Liontrust Asset Management (LIO) on Wednesday acknowledged that is core investment strategies have been "out of favour" due to high interest rates globally.
In a trading update covering the financial year to March 31, 2024, the London-listed fund manager said that its core strategies such as quality growth, small/mid-caps and UK equities funds have struggled in the high interest rate envirobment. But chief executive officer John Ions pointed to inflows into its European Dynamic fund as well as the performance of its Global Technology fund and its sustainable investing strategies. He added that "as market sentiment changes, Liontrust is well positioned to benefit". The Liontrust European Dynamic fund has a Morningstar Medalist Rating of Gold.

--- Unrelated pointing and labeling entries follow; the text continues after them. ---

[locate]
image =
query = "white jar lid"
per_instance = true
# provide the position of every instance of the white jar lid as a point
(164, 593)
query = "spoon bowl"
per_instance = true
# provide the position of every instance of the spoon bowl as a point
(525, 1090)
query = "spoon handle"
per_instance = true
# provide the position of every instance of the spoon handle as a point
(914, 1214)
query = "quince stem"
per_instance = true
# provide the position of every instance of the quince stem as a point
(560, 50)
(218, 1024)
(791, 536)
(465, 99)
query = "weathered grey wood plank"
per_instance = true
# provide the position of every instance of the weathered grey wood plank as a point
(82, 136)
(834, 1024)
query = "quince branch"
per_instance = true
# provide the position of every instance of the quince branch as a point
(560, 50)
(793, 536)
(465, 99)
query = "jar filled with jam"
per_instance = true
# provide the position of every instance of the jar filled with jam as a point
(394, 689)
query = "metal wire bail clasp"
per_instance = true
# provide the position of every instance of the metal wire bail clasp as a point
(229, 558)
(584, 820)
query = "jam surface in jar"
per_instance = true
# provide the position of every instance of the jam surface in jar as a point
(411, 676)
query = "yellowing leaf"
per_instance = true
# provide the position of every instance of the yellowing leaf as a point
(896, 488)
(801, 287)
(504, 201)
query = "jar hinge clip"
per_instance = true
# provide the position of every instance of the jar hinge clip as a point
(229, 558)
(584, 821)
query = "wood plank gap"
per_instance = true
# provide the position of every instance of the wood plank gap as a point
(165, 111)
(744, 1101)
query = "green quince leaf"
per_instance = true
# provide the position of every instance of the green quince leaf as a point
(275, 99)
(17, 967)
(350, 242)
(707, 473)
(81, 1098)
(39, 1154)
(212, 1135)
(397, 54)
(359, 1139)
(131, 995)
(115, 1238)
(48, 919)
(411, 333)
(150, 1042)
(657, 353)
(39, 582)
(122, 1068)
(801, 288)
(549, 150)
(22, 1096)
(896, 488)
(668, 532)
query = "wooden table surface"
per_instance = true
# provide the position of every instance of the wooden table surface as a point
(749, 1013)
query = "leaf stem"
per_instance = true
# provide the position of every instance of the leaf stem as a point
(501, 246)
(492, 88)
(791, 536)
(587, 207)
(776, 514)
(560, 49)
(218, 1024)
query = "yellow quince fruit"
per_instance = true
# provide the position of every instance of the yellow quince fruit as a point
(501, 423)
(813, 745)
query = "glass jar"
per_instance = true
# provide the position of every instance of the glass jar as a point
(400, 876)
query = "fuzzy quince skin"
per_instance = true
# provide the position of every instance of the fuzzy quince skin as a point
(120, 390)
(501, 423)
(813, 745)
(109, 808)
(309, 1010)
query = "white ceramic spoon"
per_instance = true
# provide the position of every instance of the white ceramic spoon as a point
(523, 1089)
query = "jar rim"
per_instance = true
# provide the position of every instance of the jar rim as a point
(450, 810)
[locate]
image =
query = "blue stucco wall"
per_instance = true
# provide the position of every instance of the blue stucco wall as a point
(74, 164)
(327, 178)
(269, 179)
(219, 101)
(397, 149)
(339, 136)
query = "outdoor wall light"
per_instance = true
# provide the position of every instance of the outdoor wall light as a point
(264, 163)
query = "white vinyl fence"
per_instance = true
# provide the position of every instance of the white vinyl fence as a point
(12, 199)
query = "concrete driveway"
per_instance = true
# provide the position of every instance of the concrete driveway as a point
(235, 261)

Liontrust Yearly Net Outflows
It reported net outflows of £1.21 billion in the fourth quarter of its financial year, which ended on March 31. This left assets under management and advice (AUMA) down 12% on a year before at £27.8 billion. Compared to December 31, AUMA was marginally higher, thanks to £1.22 billion in positive market and investment performance.
AUMA has slipped marginally since start of the new financial year, down to £27.6 billion as of Friday last week.
Liontrust suffered £3.21 billion in net outflows in the first half of its financial year and £1.66 billion worth in the third quarter, meaning net outflows exceeded £6 billion in its recent financial year.
In August, Liontrust admitted that its offer to buy Zurich-based peer GAM Holding AG had been unsuccessful as it was supported by only a third of GAM shareholders.
Liontrust shares were up nearly 7% to 681p pence early Wednesday in London.